ブライトン戦の後で
8月25日、Liverpoolがアンフィールドでブライトンに苦戦を強いられ、1-0と勝った戦の後で、ブライトンの地元紙ブライトン・インディペンデントが、「アルビオンは、超一流GKアリソンの、投資額に見合うスーパーセーブがなければ、首位Liverpoolに同点ゴールという堂々たる試合をした」と、チームを絶賛する記事を掲げた。
「昨季はアウェイでわずか11ポイントしか取れなかったが、アンフィールドで見せたようなプレイを続ければ、今季はその成績を飛躍的に向上させるだろう」と、同紙は誇らしげに結論した。
実際に、Liverpoolは昨季ブライトンには12月のアウェイで5-1、5月のホームで4-0と楽勝だったが、ブライトン監督のクリス・ヒュートンは、ノリッジ時代(2012–2014)にも3試合で15失点と大差の連勝を記録していた。
そして、昨季の初対戦で5-1と世間の予測を裏付けた試合後に、ヒュートンがユルゲン・クロップとの握手を拒否した事件がしばしヘッドラインを飾った。「クロップが必要以上に派手な喜び方をして、大敗を喫し続けているヒュートンに対して傷に塩を塗った」と、全国メディアはクロップ非難に沸いたものだった。
ほとぼりが冷めた頃に、クロップは「ヒュートンの握手拒否事件」の真相を明かした。ファイナルホイッスルの直後にクロップがヒュートンに挨拶に行った時に、たまたま目の前をサディオ・マネが通ったので、クロップはマネを止めて肩を抱いた。するとヒュートンが、「相手チームの監督との握手を最初にやるべきなのに、これ見よがしに自分の選手と勝利を祝うとは失礼だ」と、怒って行ってしまったという。
「私が悪かった。

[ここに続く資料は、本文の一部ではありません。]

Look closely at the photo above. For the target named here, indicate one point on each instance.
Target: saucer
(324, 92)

すぐにブライトンのアシスタントに事情を説明して、謝罪を伝えて欲しいとお願いした。最後は許してくれたと思う」と、クロップはしょんぼりした表情で語った。
この話を読んで、Liverpoolファンは一斉に納得した。2016-17季にLiverpoolのプレイヤー・オブ・ザ・シーズンに輝いたマネは、サラーが来て右ウィングから左にポジションが変わった影響もあり、ややスタートに苦戦した。9月のマンチェスターシティ戦(試合結果は5-0でシティの勝利)で退場を食らって以来、調子が低下していた時のことだった。

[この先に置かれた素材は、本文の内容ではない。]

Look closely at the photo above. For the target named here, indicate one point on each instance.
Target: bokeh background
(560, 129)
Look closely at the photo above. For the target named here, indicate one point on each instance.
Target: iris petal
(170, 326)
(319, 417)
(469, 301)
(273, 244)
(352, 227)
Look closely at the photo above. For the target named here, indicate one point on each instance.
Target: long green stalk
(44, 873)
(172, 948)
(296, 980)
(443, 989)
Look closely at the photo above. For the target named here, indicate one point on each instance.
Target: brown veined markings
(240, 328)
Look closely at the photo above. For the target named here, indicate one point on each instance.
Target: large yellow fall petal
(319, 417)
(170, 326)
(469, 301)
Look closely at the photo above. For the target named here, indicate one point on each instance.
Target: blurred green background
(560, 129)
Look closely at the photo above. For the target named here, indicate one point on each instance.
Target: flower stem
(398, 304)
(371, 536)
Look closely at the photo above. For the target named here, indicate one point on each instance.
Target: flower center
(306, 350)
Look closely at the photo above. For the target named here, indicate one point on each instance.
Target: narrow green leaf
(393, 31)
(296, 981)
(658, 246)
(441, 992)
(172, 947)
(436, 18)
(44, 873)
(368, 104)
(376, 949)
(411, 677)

「全国メディアは、マネの不調の原因は『モー・サラーに人気を奪われたのでねたんでいる』などと悪意に満ちた憶測を書き立てている。そんな時に、ブライトン戦では試合に出られなかったことで気落ちしていたマネに対して、クロップは心配していたに違いない。相手監督に対する無礼を失念するくらい」。
そして、マネの不調はその次のエバトン戦(試合結果は1-1)で、ゴール前でチームメートがフリーだったのに自分でシュートに行き、外したことでどん底を突いた。

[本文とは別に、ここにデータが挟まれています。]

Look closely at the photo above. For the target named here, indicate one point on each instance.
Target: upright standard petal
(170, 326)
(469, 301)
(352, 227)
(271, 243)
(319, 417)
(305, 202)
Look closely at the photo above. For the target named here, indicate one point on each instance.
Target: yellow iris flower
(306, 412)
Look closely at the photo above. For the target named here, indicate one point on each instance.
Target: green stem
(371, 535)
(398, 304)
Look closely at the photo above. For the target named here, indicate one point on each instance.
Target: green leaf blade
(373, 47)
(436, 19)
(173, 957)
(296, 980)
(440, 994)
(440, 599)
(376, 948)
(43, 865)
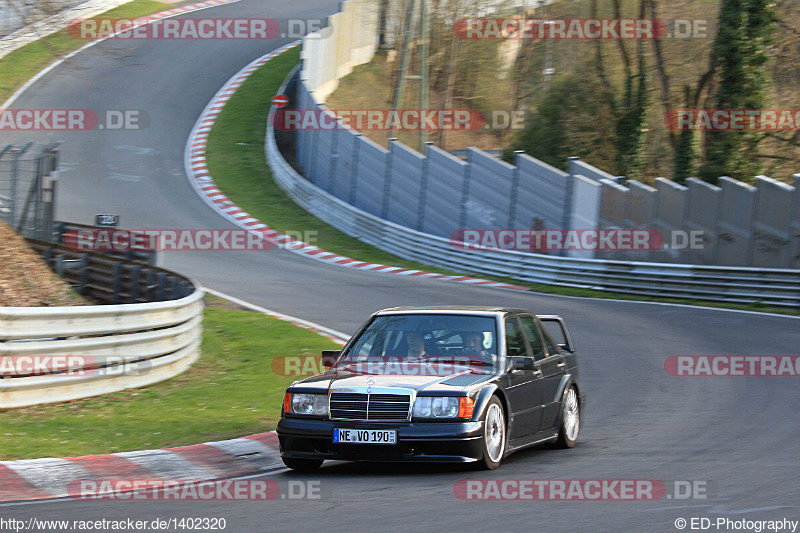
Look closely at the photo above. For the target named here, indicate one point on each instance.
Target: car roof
(451, 309)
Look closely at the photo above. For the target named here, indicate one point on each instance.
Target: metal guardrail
(111, 347)
(775, 287)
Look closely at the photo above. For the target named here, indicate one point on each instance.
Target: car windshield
(410, 339)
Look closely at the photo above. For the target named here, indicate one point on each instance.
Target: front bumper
(453, 442)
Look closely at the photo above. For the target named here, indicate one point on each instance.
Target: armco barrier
(775, 287)
(117, 346)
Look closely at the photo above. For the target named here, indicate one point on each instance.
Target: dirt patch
(25, 279)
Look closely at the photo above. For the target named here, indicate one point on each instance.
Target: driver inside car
(473, 345)
(416, 343)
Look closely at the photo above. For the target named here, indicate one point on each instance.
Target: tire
(494, 435)
(570, 424)
(302, 465)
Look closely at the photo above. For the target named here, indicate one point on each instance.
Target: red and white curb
(203, 184)
(336, 336)
(38, 479)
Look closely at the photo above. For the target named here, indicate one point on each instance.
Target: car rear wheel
(302, 465)
(570, 419)
(494, 434)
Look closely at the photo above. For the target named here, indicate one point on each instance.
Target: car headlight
(443, 407)
(305, 404)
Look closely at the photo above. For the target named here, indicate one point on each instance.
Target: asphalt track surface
(739, 436)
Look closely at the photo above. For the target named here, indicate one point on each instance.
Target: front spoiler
(456, 442)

その後、レフトバックのアンディ・ロバートソンとの連携が徐々に磨きがかかり、1月のバーンリー戦(試合結果は2-1でLiverpoolの勝利)でマン・オブ・ザ・マッチの活躍を見せたマネは、一気に本来の調子を取り戻すに至った。
「サディオとは何度か1対1で会話した」と、クロップは明かした。「エバトン戦では、パスを出さなかったことで世の中から相当批判が出た。パスすべきだったか?という点ではその通り。ただ、私はそれについては何も言わなかった。ハーフタイムのチーム・トークでも、試合後も。何故なら、サディオの目を見た瞬間に、本人の気持ちが分かったから」。
「人間ならば必ずミスは犯す。ミスは何も悪いことではない。同じ間違いを20回も犯し続けない限りは。1つ2つ良くないことがあっても、他は全て『良い』のだから、良い面を伸ばせばいいプレイが出来るようになる」。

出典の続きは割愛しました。